The compression MP4 (or any other modern video format) offers is much better than what you can obtain with GIF. MP4s are, perhaps surprisingly, actually the better choice in terms of bandwidth and load time.
Yes, the same HD content is better as MP4 than GIF, but in the past a "typical" GIF loaded much faster than a typical video. It may even be true (any experts?) that there is an effective lower limit on video quality/framerate for MP4 that prevents it from being the super fast novelty juice that a low-quality GIF could be.
GIF is expensive to transport but cheap to decode. Compression that is in a sense more appropriate for video is the other way around. You may blow through a data cap (people still have these) quickly with animated GIFs, but at least you can put a hundred of them on a web page and have them all play. Eventually. If the downloads ever finish.
What he is talking about is that back when gifs and videos were both postage stamps pushed over modems, gifs won out.
But what changed was that people simply started ripping frames from HD videos, dumping them into gifs and plastering them all over social media.

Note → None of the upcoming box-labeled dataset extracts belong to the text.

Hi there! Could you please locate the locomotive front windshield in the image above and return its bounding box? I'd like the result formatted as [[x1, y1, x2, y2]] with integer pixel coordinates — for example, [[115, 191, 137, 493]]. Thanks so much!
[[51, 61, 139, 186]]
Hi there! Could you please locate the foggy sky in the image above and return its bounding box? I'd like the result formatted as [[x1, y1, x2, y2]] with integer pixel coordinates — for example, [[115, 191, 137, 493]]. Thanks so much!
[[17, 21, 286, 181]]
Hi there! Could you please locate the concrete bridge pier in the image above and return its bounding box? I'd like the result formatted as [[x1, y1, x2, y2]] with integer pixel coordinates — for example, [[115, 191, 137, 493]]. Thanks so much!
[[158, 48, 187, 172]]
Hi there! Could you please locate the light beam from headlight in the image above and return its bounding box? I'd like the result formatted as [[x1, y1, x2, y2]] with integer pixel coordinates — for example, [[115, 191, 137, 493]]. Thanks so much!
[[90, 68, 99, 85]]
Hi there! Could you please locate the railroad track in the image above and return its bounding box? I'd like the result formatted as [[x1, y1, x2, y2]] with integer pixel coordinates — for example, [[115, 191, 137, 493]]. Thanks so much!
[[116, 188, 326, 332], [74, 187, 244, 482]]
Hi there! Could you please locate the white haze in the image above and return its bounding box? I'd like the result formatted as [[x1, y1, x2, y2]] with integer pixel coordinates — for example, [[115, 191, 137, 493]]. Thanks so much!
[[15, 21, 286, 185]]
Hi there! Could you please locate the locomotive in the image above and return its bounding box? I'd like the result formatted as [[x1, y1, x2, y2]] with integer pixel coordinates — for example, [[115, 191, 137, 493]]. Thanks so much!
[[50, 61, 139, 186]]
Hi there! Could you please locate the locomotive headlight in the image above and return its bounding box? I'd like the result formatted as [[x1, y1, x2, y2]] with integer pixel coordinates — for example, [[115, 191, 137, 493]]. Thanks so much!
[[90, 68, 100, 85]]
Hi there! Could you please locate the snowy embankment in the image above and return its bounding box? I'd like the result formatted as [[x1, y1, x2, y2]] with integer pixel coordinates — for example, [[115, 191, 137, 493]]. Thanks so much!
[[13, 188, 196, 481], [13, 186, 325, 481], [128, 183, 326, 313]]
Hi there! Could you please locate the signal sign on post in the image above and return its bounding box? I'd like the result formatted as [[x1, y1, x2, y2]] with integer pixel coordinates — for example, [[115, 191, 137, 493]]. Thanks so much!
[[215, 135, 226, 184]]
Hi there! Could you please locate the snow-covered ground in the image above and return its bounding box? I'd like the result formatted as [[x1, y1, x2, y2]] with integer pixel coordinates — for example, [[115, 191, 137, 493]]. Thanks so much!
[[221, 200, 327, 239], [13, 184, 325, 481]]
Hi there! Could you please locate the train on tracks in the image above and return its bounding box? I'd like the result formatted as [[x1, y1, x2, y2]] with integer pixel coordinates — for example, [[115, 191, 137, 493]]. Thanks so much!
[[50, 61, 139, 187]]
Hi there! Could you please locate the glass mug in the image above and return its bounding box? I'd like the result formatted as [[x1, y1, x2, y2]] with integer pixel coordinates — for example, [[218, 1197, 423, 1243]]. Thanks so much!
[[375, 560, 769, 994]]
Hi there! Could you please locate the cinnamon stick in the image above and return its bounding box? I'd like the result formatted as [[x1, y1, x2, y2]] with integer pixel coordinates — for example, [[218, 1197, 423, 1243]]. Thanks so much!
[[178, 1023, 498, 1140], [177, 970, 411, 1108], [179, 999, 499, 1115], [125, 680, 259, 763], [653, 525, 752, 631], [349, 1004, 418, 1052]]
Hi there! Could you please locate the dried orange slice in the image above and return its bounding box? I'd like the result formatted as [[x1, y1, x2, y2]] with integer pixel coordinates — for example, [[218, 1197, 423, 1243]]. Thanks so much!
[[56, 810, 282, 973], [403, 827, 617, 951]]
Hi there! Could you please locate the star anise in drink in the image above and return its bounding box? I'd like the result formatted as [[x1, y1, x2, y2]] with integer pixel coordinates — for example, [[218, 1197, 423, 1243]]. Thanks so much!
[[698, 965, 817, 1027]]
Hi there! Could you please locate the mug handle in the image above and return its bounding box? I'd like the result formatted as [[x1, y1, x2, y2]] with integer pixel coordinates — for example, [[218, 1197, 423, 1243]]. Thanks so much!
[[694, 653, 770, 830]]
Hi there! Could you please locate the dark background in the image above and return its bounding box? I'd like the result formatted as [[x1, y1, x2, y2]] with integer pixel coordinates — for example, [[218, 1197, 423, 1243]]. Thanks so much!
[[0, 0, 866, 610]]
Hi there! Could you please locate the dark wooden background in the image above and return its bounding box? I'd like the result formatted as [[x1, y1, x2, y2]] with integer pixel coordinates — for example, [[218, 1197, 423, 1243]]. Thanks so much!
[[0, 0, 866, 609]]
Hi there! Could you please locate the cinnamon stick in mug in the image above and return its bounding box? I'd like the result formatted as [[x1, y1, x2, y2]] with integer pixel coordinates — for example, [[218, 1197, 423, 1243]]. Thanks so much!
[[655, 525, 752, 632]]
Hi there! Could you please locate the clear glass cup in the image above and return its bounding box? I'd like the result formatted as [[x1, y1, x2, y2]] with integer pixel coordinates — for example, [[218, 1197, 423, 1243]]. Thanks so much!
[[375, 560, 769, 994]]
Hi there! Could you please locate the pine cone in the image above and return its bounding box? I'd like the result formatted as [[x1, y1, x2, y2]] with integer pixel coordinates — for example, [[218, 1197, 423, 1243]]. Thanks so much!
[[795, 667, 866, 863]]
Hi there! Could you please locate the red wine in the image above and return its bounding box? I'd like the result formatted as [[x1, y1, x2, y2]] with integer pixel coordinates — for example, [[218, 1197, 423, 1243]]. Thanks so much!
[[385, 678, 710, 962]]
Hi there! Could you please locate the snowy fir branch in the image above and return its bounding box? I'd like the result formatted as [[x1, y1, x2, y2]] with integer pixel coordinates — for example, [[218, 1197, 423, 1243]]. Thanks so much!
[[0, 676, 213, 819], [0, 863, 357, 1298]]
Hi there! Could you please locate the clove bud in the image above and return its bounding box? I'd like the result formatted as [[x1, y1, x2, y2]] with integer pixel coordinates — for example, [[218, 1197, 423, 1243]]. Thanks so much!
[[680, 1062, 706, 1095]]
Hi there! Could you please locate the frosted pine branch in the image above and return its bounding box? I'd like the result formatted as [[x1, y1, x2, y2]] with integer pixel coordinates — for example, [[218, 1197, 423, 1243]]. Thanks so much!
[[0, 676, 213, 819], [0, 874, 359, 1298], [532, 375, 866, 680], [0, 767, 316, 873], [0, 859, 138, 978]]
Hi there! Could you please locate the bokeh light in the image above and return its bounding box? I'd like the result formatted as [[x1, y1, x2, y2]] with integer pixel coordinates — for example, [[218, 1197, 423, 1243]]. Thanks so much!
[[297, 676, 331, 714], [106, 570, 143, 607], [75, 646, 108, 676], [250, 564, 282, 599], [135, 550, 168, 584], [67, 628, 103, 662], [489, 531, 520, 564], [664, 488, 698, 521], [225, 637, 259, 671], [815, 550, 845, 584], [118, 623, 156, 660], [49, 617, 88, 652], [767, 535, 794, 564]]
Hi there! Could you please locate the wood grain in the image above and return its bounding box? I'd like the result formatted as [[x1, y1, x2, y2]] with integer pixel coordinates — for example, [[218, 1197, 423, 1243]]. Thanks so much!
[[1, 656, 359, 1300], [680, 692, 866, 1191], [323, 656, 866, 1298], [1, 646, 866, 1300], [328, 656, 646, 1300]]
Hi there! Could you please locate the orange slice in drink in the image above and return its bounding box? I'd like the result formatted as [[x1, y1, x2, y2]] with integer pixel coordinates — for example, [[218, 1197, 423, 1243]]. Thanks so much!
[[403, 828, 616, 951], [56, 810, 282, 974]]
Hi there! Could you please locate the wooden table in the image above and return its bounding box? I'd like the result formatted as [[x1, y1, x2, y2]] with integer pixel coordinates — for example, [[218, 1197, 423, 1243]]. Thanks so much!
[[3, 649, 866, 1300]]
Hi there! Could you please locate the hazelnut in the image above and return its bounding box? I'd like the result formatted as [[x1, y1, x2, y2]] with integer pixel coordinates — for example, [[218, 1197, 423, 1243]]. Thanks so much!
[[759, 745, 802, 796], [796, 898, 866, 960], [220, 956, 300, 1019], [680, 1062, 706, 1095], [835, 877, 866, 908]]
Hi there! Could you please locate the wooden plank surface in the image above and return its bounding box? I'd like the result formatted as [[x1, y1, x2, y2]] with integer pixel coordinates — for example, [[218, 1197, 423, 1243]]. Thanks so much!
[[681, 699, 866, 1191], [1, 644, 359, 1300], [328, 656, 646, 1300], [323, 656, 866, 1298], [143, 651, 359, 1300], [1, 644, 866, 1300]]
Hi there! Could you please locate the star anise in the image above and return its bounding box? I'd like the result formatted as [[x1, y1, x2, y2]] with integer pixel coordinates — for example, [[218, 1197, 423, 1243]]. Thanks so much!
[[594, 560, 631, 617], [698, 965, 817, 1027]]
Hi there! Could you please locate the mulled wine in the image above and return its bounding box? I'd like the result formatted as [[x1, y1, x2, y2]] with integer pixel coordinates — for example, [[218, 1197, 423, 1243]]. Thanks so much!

End result was that the gifs ballooned in size because they now held many more images, and each images was much higher resolution.
What is more wacky is why gifs returned to fashion at all. They were dead for nearly a decade after people stopped doing their own web sites, and used gifs for things like animated "under construction" signs.
> What is more wacky is why gifs returned to fashion at all. They were dead for nearly a decade after people stopped doing their own web sites, and used gifs for things like animated "under construction" signs.
Same reason that H.264 won the web video standards war: mobile.
While mobile browsers can now embed videos reliably that wasn't always the case, and if there's one thing mobile users hate it's links opening other apps. GIFs allowed "video" content to be displayed inline easily in a mostly universal fashion.